The New Big Terror Threat: Cornwall
Exactly when will White Terror be taken seriously?
by Robyn Chowdhury
Britain has a long and complex history with many, many places. This includes not only the vast stretches of the world which it colonised, invaded, claimed as its own, or used for a military base, but also its own land. Celts are considered the oldest population in Britain, existing before the Roman invasion in 43AD. In the following years, many Celts were pushed into the far end of England - known as Cornwall. Up until around the 1600s, Cornwall has been considered to have a group of people ethnically distinct from the rest of the UK, who even have their own language.
Things have been relatively peaceful between the Cornish and the rest of England for over one thousand years.
In June of last year, a restaurant caught fire. The Cornish terror group known as the Cornish Republican Army came forward to claim the blaze as their own work, though it has been stated by the fire services that the blaze resulted from a bin catching fire.
The terror group also claimed to have their own suicide bomber who is "[...] prepared to sacrifice herself [...]".
The odd thing is, there has been little outrage about this. No "Cornish people are dangerous.” No "Get back to your own region of the UK." No "Not all Cornish people are terrorists, but all terrorists are Cornish."
Now, this could be because this entire thing is sort of ridiculous. A lot of people who are aware of the incident have brushed it off as non-threatening, leaving comments like "Cornish Republican Army? Are they like the other well-known Cornish gangs: Penzance pie smashers, Helston helmet brigade and the Saltash subway army?"
It shouldn’t be surprising that this doesn't happen with brown people. When ISIS claim an attack, there is very little doubt that they are involved. Despite the fact that ISIS/ISIL exist thousands of miles away, we take their word on involvement in terror in Britain. When a brown person does an act of terror, it is seen as representative of their country, their ethnicity, or linked back to ISIS. But nobody is seeing the issues at Cornwall as representative of the "backwardness" or "violence" within the Celtic community.
Cornish people don't watch the news after a terror attack and think "Thank God it's not someone like me," despite the fact that the Cornish Republican Army has been active for 11 years now.
This is likely due to the fact that white people are very rarely considered terrorists, even when members claim to be willing to do a suicide bombing. Recently a member of right-wing political party The English Defence League claimed he wanted to be the "first white suicide bomber".
Where are the headlines about "homegrown terrorism" which would be circulating if a British Asian or British Middle-Eastern person had claimed to set fire to a restaurant, and have a suicide bomber in their group?

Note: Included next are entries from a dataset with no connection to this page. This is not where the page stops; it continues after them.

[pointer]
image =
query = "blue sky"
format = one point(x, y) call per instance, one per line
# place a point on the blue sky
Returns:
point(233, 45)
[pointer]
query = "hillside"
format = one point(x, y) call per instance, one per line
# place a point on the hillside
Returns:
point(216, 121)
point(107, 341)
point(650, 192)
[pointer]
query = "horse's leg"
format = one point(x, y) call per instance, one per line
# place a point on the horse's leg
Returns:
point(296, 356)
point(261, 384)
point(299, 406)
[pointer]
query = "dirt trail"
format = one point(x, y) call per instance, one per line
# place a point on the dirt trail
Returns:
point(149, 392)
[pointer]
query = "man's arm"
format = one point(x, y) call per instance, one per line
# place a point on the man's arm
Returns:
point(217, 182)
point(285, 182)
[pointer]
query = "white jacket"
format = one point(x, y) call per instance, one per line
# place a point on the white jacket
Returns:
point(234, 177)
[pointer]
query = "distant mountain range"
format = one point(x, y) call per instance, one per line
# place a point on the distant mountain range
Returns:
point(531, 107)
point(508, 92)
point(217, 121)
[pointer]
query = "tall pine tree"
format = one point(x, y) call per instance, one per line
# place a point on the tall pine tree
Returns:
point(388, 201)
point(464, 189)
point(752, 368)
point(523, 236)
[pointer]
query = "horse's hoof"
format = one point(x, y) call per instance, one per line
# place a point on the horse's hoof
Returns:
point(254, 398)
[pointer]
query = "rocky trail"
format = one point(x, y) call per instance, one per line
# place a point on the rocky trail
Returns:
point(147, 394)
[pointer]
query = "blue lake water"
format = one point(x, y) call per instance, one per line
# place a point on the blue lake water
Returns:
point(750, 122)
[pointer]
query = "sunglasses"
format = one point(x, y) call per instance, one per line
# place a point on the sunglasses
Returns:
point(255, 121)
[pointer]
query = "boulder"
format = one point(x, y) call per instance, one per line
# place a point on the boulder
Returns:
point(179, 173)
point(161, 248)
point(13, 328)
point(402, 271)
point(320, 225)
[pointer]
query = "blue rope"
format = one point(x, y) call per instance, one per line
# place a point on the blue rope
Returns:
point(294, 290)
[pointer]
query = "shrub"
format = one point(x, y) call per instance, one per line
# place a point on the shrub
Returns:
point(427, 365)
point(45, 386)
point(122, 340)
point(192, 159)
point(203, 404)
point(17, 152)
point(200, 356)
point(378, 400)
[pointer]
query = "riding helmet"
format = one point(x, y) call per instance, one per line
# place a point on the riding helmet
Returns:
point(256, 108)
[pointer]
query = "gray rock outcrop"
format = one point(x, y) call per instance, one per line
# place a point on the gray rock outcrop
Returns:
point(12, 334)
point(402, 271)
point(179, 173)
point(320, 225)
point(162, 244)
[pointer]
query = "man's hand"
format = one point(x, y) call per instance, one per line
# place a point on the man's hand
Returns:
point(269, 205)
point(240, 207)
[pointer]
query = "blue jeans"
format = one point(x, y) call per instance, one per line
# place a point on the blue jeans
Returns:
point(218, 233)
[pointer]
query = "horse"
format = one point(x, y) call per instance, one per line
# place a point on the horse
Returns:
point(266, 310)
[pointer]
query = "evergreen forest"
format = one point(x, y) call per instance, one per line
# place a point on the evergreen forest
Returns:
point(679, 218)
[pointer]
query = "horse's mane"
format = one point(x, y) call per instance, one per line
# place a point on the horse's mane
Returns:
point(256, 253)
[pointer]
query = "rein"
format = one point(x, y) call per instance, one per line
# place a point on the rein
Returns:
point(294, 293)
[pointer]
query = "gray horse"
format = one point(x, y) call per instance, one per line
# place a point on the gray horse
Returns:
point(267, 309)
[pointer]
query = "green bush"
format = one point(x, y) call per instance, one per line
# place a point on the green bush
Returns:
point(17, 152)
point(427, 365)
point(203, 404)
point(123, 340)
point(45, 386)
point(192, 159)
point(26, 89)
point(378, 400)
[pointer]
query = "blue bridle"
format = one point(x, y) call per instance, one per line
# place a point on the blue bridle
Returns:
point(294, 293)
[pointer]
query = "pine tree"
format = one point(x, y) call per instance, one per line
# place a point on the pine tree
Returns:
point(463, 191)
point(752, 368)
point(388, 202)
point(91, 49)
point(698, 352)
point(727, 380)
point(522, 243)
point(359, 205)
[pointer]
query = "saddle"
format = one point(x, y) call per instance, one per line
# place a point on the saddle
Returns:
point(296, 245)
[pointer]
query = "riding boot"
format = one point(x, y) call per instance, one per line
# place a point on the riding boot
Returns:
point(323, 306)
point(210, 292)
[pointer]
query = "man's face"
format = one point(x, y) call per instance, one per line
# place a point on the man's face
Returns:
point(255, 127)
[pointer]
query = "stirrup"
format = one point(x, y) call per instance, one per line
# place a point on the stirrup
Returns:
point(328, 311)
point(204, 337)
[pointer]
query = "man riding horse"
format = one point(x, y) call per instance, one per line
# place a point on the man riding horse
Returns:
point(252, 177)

Why is it that I feel the need to delve into the history of the English and the Cornish when writing about this terror group, but we get little to no detail about the complex and violent history that we have had in the Middle East and Asia when others write about terrorism?
Where's the media bias against white terrorists and the focus on white identity when writing about crime? Why is it that criminals are reported as "man" or "woman" until they have an identity like "Indian" or "Muslim" or "Syrian" to put on the headline?
The media needs to educate people on our history in places like the Middle East and show people how far the West has gone in the past to support groups we now deem terrorists, how leaders will literally lie so we can go to war, and how we alienate those who come to the UK to the point where terror becomes an option. Either that or the media needs to take every white terror group and present them as a serious problem, a serious threat, and most of all representative of the violence, hatred and religious intolerance within the white community. Or is that unfair to white people?